In the opinion of President of the UOKiK, the best solution involves presenting in one’s advertising communications the base price of a service or product, without any optional discounts, whose granting is dependent in each case on the consumer’s decision.
The regulator has met the marketing people half-way by deciding that it is also admissible to show two prices – the base price and the discount price. However, it is imperative then that both prices be next to each other and a similar print be used for them. The consumer need not make any additional efforts to access the information (e.g. by scrolling down the Internet page).
Given the specific nature of outdoor and television advertising, President of the UOKiK admits presenting discount prices on condition that they are presented as the ‘from’ price. In addition, a symbol such as ‘*’ should appear referring one to the legal notice where the consumer can find out more about the terms of obtaining a discount.
It is not the first time that President of the UOKiK has expressed objections to commercials.
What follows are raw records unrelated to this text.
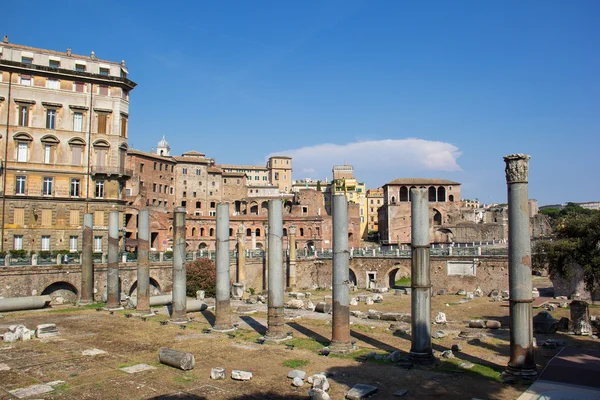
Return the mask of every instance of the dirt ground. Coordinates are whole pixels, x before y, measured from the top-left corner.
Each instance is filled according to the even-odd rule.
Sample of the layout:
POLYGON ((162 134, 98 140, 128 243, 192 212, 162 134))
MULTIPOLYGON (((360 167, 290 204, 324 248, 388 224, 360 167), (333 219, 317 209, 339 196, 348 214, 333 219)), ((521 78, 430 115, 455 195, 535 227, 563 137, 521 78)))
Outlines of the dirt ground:
MULTIPOLYGON (((534 286, 547 281, 539 278, 534 286)), ((351 296, 367 292, 352 292, 351 296)), ((324 299, 328 291, 312 291, 311 301, 324 299)), ((384 301, 374 305, 359 305, 352 310, 410 312, 410 296, 385 293, 384 301)), ((143 321, 127 317, 132 311, 96 311, 97 306, 61 306, 51 309, 5 313, 0 319, 0 333, 9 325, 23 324, 30 329, 43 323, 55 323, 60 336, 27 342, 0 342, 0 399, 16 398, 9 391, 31 385, 55 383, 54 391, 35 398, 45 399, 306 399, 310 385, 294 388, 287 373, 302 369, 307 376, 325 372, 328 375, 332 399, 343 399, 357 383, 375 385, 379 391, 372 398, 391 399, 393 393, 406 389, 408 399, 516 399, 528 387, 527 383, 504 384, 499 373, 505 368, 509 354, 507 303, 491 302, 482 297, 459 304, 462 296, 447 295, 432 298, 432 318, 438 311, 446 313, 448 323, 433 325, 432 332, 443 330, 446 336, 432 339, 436 361, 431 366, 411 366, 384 359, 394 350, 407 356, 410 336, 390 330, 391 322, 352 318, 351 334, 358 350, 350 355, 323 356, 319 350, 331 338, 331 315, 286 310, 286 328, 293 338, 281 344, 260 344, 257 339, 266 331, 266 306, 252 315, 232 314, 239 324, 231 334, 207 333, 214 319, 212 311, 191 313, 193 321, 185 326, 161 324, 168 316, 157 315, 143 321), (469 329, 471 319, 501 321, 498 330, 469 329), (462 339, 461 332, 472 335, 485 333, 479 339, 462 339), (439 358, 440 353, 459 344, 456 358, 439 358), (292 346, 293 345, 293 346, 292 346), (158 362, 161 347, 191 352, 196 366, 180 371, 158 362), (100 349, 105 354, 84 356, 88 349, 100 349), (367 358, 369 352, 380 357, 367 358), (459 364, 469 362, 469 370, 459 364), (127 374, 120 368, 148 364, 156 369, 127 374), (6 364, 10 370, 2 370, 6 364), (213 381, 210 371, 223 367, 227 379, 213 381), (234 381, 231 370, 250 371, 250 381, 234 381)), ((240 302, 234 302, 234 309, 240 302)), ((591 313, 594 314, 594 309, 591 313)), ((534 310, 534 315, 539 310, 534 310)), ((569 309, 559 308, 555 318, 569 316, 569 309)), ((564 340, 569 346, 600 348, 599 341, 566 334, 535 334, 538 344, 547 338, 564 340)), ((538 371, 558 352, 558 349, 535 349, 538 371)))

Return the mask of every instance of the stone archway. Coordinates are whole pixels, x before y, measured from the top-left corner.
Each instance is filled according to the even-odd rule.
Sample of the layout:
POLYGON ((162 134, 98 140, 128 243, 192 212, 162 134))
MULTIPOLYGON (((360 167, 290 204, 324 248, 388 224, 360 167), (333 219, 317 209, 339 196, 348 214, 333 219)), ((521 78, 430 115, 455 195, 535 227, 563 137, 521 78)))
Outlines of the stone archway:
MULTIPOLYGON (((133 285, 131 285, 131 288, 129 289, 129 296, 132 296, 134 294, 137 295, 136 291, 137 291, 137 281, 133 282, 133 285)), ((160 293, 161 293, 160 285, 154 278, 150 278, 150 296, 156 296, 156 295, 159 295, 160 293)))
POLYGON ((50 296, 50 304, 75 303, 79 291, 69 282, 54 282, 42 291, 42 296, 50 296))
POLYGON ((410 286, 410 269, 402 266, 401 264, 394 264, 394 266, 387 272, 387 283, 390 289, 395 287, 410 286), (405 282, 396 284, 396 282, 401 281, 405 282))

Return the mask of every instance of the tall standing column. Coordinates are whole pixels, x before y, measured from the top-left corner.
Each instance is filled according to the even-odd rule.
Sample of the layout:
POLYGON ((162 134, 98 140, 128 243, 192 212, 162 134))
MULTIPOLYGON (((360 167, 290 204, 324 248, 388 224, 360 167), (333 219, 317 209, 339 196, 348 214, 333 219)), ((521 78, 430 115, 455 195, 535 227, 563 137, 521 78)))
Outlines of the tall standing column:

According to the hitherto practice of the regulator:
- ‘Promotions’ cannot ‘end tomorrow’ for a year or so;
- producers must not use packaging containing information about a lottery that is already over (even in the case of products with long expiry dates);
- If a business decides to carry out a promotional campaign, it is bound by its terms and conditions.
Whatever you say can be used against you…
According to the Supreme Court, President of the UOKiK can use information obtained from a business in connection with an application filed in a leniency programme that has proved ineffective. Businesses can admit before the Office to having violated competition law and disclose material information relating to an inadmissible practice. In return, they can seek a release from a fine or to have a penalty mitigated. Application for a leniency programme is voluntary. However, there is no guarantee that an application will be effective. Merely filing an application does not preclude the Office from making use of the information provided. The Supreme Court warned in the passing against too hasty an application of criminal-law standards to antimonopoly proceedings. Despite many similarities, a member of the leniency programme will not be treated as a crown witness.
Another problem was whether or not the grounds for a decision finding an agreement an inadmissible practice must name all members of that agreement if the proceedings were only issued against the promoter. According to the Supreme Court, it is not necessary to establish all undertakings involved in order to conclusively prove that the ‘prosecuted’ undertaking was the promoter of an agreement. Were President of the UOKiK to name in each case all the undertakings participating in an inadmissible practice, the Office’s efficiency would be adversely affected. The antimonopoly authority’s primary goal is to eliminate a practice that is in violation of the law. That goal is achieved where only the promoter of an agreement is deplored. The Supreme Court’s interpretation differed from those of the lower courts that required President of the UOKiK to establish the details of all members of an agreement. Reason? The decision addressee’s right of defence and shaping awareness among businesses. Failure to call on a business by the name might mean that it will not understand that its conduct was improper.
The Supreme Court also recalled its earlier case law whereby there are no obstacles to issuing proceedings against a promoter of an agreement only.
Supreme Court Judgment of 15
February 2019, case no. I NSK 11/18.
 Decision of President of the UOKiK no. RKR-1/2018 of 12.03.2018, in which the company undertook inter alia to broadcast a statement informing about the decision in the form an announcement in TVP1 and POLSAT channels (50 broadcasts).